Missael Vasquez | IMDB Sentiment Classification

Problem

Build a binary sentiment classifier that predicts whether a movie review is positive or negative using IMDB text data. The goal is to compare different feature representations (one-hot encoding vs learned embeddings) and evaluate their impact on model performance and generalization.

Data

The dataset consists of 50,000 IMDB movie reviews split into 25,000 training and 25,000 test samples. Each review is tokenized into integer sequences where each integer represents a word in a vocabulary of ~88,000 tokens.

Preprocessing

Several preprocessing steps were applied to standardize inputs:

Decoded integer token sequences into human-readable text using a reverse word index
Computed review length statistics (min, max, mean) for positive vs negative reviews
Explored token frequency differences between sentiment classes
Truncated reviews to fixed length (20 or 300 tokens depending on experiment)
Applied padding (value = 0) to ensure uniform sequence length
Reduced vocabulary size (e.g., top 1000 tokens, others mapped to OOV token)

Methods

Three main modeling approaches were evaluated:

Logistic Regression with One-Hot Encoding (Flattening): treats each token-position pair as an independent feature
Logistic Regression with One-Hot Averaging: averages token vectors across sequence positions
Neural Embedding Model: learns dense word representations and aggregates them using global average pooling

One-Hot Logistic Regression

Flattening produced a high-dimensional sparse feature space (~20,000 features), while averaging reduced dimensionality to 1,000 features.

Results showed:

Flattening model achieved higher training accuracy (~81%) but slightly lower validation accuracy (~68%)
Averaging model had lower training accuracy (~70%) but similar or slightly better validation accuracy (~68.7%)
Flattening showed mild overfitting due to large feature space

Embedding-Based Model

Word embeddings were learned using a trainable embedding layer followed by global average pooling. This reduces sparsity and captures semantic relationships between words.

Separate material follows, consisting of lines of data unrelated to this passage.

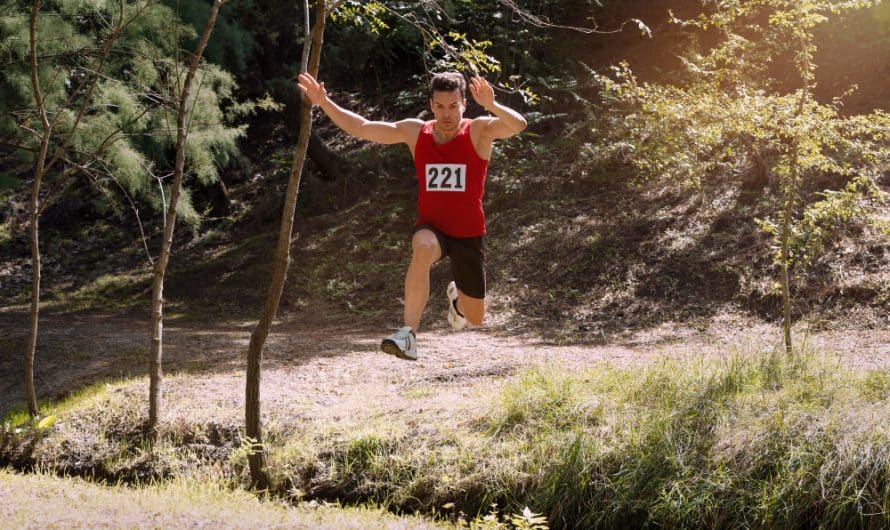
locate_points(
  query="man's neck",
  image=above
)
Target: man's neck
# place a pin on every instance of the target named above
(441, 136)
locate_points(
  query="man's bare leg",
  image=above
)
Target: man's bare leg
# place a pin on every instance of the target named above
(425, 251)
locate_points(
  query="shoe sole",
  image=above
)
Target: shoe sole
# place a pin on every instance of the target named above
(391, 348)
(460, 326)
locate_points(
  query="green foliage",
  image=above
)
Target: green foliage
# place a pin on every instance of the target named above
(125, 136)
(734, 121)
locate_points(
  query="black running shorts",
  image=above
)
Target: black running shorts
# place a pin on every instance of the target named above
(467, 260)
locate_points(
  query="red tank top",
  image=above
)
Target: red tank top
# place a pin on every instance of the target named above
(451, 183)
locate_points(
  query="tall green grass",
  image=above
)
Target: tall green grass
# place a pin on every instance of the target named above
(758, 441)
(755, 441)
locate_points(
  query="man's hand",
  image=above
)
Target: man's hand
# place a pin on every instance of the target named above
(482, 93)
(312, 89)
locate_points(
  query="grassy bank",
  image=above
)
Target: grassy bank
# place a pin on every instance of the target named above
(44, 501)
(755, 440)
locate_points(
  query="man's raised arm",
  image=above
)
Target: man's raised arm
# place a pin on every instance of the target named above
(375, 131)
(506, 122)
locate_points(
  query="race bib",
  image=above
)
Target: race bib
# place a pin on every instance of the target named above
(446, 177)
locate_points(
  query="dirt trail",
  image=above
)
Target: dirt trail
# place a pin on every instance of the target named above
(333, 372)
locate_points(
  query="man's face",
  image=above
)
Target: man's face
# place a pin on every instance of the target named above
(448, 109)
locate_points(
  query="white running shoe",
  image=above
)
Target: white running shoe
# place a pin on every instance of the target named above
(457, 322)
(402, 344)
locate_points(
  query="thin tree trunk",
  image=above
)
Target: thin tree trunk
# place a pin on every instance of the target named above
(42, 167)
(253, 424)
(34, 217)
(160, 269)
(34, 206)
(786, 280)
(791, 187)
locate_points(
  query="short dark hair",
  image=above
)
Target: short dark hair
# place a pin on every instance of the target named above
(448, 82)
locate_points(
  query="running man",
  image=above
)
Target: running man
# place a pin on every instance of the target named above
(451, 157)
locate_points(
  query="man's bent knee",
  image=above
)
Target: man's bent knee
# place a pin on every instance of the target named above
(425, 246)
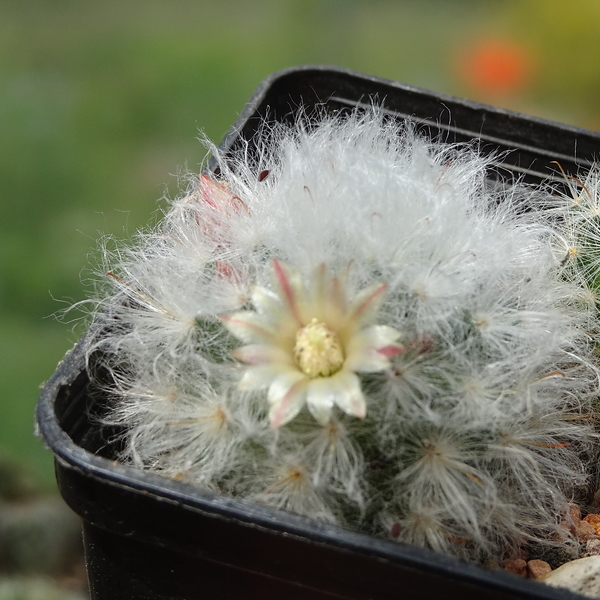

Embedding size was varied from 2 to 64 dimensions.

Validation accuracy improved steadily with embedding size
Performance plateaued around 32–64 dimensions (~73% validation accuracy)
Larger embeddings increased parameters but gave diminishing returns

Results

Model	Train Accuracy	Validation Accuracy	Params
One-Hot Flatten (LR-C)	~80.9%	~68.4%	~60K
One-Hot Average (LR-A)	~69.8%	~68.7%	~3K
Embedding Model (best)	~75–76%	~73%	~96K (32-dim)

Key Findings

Flattened one-hot models overfit due to high dimensionality and sparse representation
Averaging reduces variance and improves generalization slightly
Learned embeddings significantly improve performance by capturing semantic relationships between words
Embedding size improves performance up to a point, after which gains plateau

Embedding Interpretation

Learned embeddings revealed semantic structure where sentiment-related words cluster together. However, many words remain neutral, and rare or numeric tokens behave unpredictably due to limited training signal.

The two learned embedding dimensions loosely reflect:

Sentiment polarity (positive vs negative orientation)
Strength or intensity of sentiment expression

Impact

This project demonstrates the transition from sparse representations (one-hot encoding) to dense learned embeddings, highlighting how representation learning improves generalization in NLP tasks. It also shows how simple models (logistic regression) can still perform competitively when paired with strong feature engineering.